EL ACCITANO dijo después que el mal remiendo que se Labia proyectado para nada serviría, que aquello vendría abajo a las primeras aguas de otoño, y nuestras predicciones han tenido cumplimiento. ¿De qué ha servido que los infelices peones camineros hayan invertido un mes de trabajo para reparar malamente lo que no tiene ni tenía otra compostura que proceder o ejecutar las obras necesarias, cuesten lo que cuesten? Nuestra administración creyó ahorrar algunos céntimos, en la seguridad tal vez de que aquella mezquina y mala reparación podría subsistir por plazo indefinido aun con ofensa de los sufridos habitantes de este rincón de tierra señalado con un pequeño punto en el mapa de nuestra península, no reparando en hacer desembolsos crecidísimos para agradar a otras más felices circunscripciones de España, donde el caciquismo impera más directamente sobre los públicos poderes.

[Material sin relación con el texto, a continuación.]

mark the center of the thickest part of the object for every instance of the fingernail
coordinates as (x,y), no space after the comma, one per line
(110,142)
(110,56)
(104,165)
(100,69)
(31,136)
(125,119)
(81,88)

Hoy nos encontramos lo mismo que cuando principiamos a clamar para que la obra se edificase con arreglo al croquis primitivo.

Querer lavarle la cara solamente no conduce más que a lo que el tiempo ha evidenciado.

Nosotros en nombre y representación de este abandonado rincón de tierra, elevamos nuestra voz por tercera vez y la elevaremos por mil para que el Ministro de Fomento se haga cargo de lo que sucede y mande inmediatamente que se proceda a la construcción de la indicada obra, no dejando pasar más tiempo, en evitación de mayores males y desgracias que pudieran ocurrir en una vía tan frecuentada, cruce de la carretera de Murcia a Granada y de Linares a Almería. El llanto sobre el difunto: pues después serán mayores los dispendios y mayor tal vez la responsabilidad moral de tan injustificado abandono. En negocios de esta índole que cese el marasmo, el dolce far niente de la silla ministerial.